L’Union européenne n’a pas l’intention de légiférer concernant les systèmes à faible risque. Elle encourage cependant les entreprises qui les déploient à se réunir pour adopter un code de conduite et s’assurer que leurs systèmes d’IA sont dignes de confiance. « Les coûts ainsi engendrés seraient tout au plus aussi élevés que pour les systèmes d’IA à haut risque, mais très probablement inférieurs », écrivent les auteurs de la proposition au Parlement européen.

De son côté, Positive AI n’a pas présenté de grille tarifaire. Le paiement de ce service sera à la carte, en fonction du nombre d’algorithmes évalués et de la taille de l’entreprise. Il ne s’agit pas d’analyser tous les modules et les systèmes d’IA en place : les membres fondateurs ont conscience que cette mission est complexe, sinon impossible. L’obtention du label ne sera possible qu’à partir du début de l’année 2023.

Les ambitions européennes de Positive AI

« Mi-2023, nous avons l’intention de lancer une plateforme digitale pour que les entreprises puissent réaliser un auto-diagnostic avant même de se lancer dans le processus de labellisation », annonce Laëtitia Orsini Sharps.

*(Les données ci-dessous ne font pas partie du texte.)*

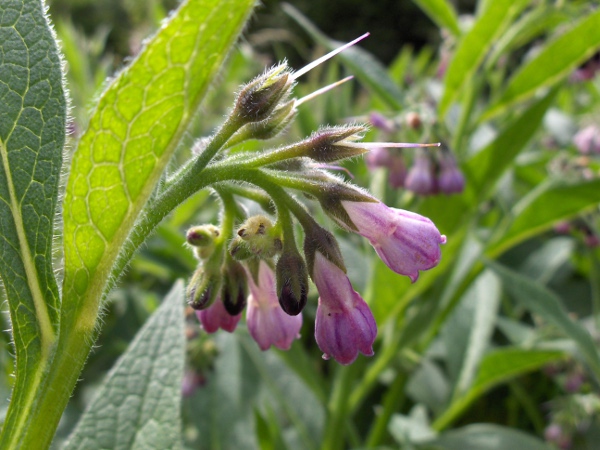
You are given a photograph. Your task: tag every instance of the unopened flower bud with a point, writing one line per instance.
(202, 237)
(259, 98)
(334, 144)
(202, 289)
(256, 237)
(292, 282)
(234, 288)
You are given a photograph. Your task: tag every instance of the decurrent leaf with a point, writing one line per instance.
(138, 406)
(32, 134)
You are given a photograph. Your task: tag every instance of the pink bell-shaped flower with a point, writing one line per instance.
(267, 323)
(345, 324)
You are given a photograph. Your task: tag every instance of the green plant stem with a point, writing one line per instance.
(392, 402)
(338, 409)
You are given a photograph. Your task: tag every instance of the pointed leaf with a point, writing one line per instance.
(539, 300)
(32, 134)
(139, 121)
(362, 63)
(475, 45)
(138, 405)
(553, 64)
(442, 13)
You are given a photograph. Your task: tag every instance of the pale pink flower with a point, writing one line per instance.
(345, 324)
(267, 323)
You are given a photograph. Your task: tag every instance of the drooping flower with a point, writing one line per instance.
(216, 316)
(344, 324)
(407, 242)
(267, 323)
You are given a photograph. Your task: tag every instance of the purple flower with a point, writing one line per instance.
(345, 324)
(420, 177)
(216, 316)
(587, 140)
(267, 323)
(405, 241)
(450, 179)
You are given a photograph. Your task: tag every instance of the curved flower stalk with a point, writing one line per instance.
(407, 242)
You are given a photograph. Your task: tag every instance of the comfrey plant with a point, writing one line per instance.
(62, 253)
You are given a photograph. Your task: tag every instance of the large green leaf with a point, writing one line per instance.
(538, 299)
(442, 13)
(363, 65)
(553, 64)
(138, 405)
(32, 134)
(543, 207)
(475, 45)
(139, 121)
(497, 367)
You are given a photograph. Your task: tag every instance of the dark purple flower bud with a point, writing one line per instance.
(406, 242)
(344, 324)
(420, 178)
(587, 140)
(292, 282)
(450, 178)
(234, 289)
(267, 323)
(216, 316)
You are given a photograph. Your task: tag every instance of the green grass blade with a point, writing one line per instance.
(553, 64)
(150, 372)
(475, 45)
(442, 13)
(32, 134)
(139, 121)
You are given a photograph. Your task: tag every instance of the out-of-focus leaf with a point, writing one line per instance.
(138, 405)
(475, 45)
(32, 135)
(364, 65)
(497, 367)
(487, 437)
(553, 64)
(467, 332)
(539, 300)
(486, 166)
(543, 207)
(139, 121)
(442, 13)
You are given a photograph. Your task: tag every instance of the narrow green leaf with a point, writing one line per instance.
(538, 299)
(487, 166)
(553, 64)
(362, 64)
(139, 121)
(442, 13)
(32, 134)
(138, 405)
(496, 368)
(487, 437)
(544, 206)
(475, 45)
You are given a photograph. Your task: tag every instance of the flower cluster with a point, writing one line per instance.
(256, 265)
(432, 171)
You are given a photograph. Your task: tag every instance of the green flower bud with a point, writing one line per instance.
(234, 291)
(292, 282)
(259, 98)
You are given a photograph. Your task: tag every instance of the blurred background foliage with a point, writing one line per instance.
(498, 346)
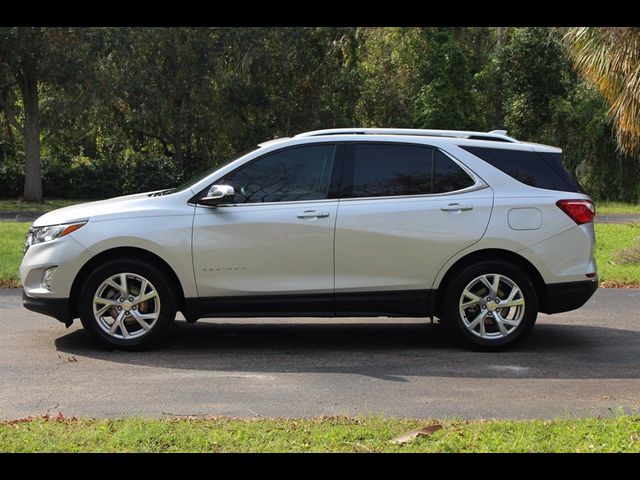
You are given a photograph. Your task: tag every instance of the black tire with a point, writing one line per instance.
(165, 293)
(453, 317)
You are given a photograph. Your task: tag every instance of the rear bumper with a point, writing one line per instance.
(562, 297)
(57, 308)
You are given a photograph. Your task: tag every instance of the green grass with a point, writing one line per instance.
(611, 240)
(608, 208)
(12, 235)
(47, 205)
(327, 434)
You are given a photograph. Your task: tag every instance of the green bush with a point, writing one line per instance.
(11, 179)
(84, 177)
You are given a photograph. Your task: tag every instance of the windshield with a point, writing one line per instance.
(196, 178)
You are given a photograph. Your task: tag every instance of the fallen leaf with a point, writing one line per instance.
(424, 431)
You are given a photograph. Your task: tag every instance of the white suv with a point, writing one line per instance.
(478, 229)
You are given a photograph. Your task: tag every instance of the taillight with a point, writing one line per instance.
(580, 211)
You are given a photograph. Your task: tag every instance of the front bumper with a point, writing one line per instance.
(57, 308)
(562, 297)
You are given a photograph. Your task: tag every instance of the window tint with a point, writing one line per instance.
(301, 173)
(381, 170)
(448, 176)
(542, 170)
(385, 170)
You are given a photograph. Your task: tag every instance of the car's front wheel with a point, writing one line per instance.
(491, 305)
(127, 304)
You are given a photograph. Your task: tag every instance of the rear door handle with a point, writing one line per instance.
(456, 207)
(312, 214)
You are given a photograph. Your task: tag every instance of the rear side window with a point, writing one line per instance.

« Le dialogue, à la fois avec les entreprises qui mettent l’IA en œuvre et à la fois avec les pouvoirs publics en France et en Europe, est absolument clé ».
Laëtitia Orsini SharpsPrésidente de l’association Positive AI et directrice des activités grand public, Orange

Entretemps des espaces de retour d’expérience et de bonnes pratiques seront organisés par l’association.

Plus tard, il s’agira de porter les discussions en dehors de la sphère scientifique et entrepreneuriale. « Le dialogue à la fois avec les entreprises qui mettent l’IA en œuvre et à la fois avec les pouvoirs publics en France et en Europe, est absolument clé », assure Laëtitia Orsini Sharps.

Les membres fondateurs de Positive AI le savent très bien. Ils sont en avance de phase par rapport aux exigences européennes qui ne sont pas encore figées, l’IA Act étant en cours d’élaboration.

Ariane Thomas, directrice technique mondiale de la durabilité chez L’Oréal, loue ces ambitions européennes, voire internationales. « Nous avons une véritable volonté d’exposer les difficultés, les opportunités et les résultats obtenus à ce stade sachant qu’il s’agit là d’un sujet émergent et que nous allons faire évoluer le référentiel de façon à être de plus en plus précis », anticipe-t-elle.

Positive AI n’est pas la première initiative de son genre. Le Labelia, un autre label IA responsable et de confiance a été créé en 2021 par l’association Labelia Labs. Le consortium Numeum, a mis en place un manifeste, un guide pratique et une communauté sans toutefois proposer de certifications. Le consortium Confiance.ai, lui, se penche davantage sur la notion de robustesse de l’IA, c’est-à-dire faire en sorte que les défauts des algorithmes ne causent pas de dégâts financiers, matériels ou humains importants.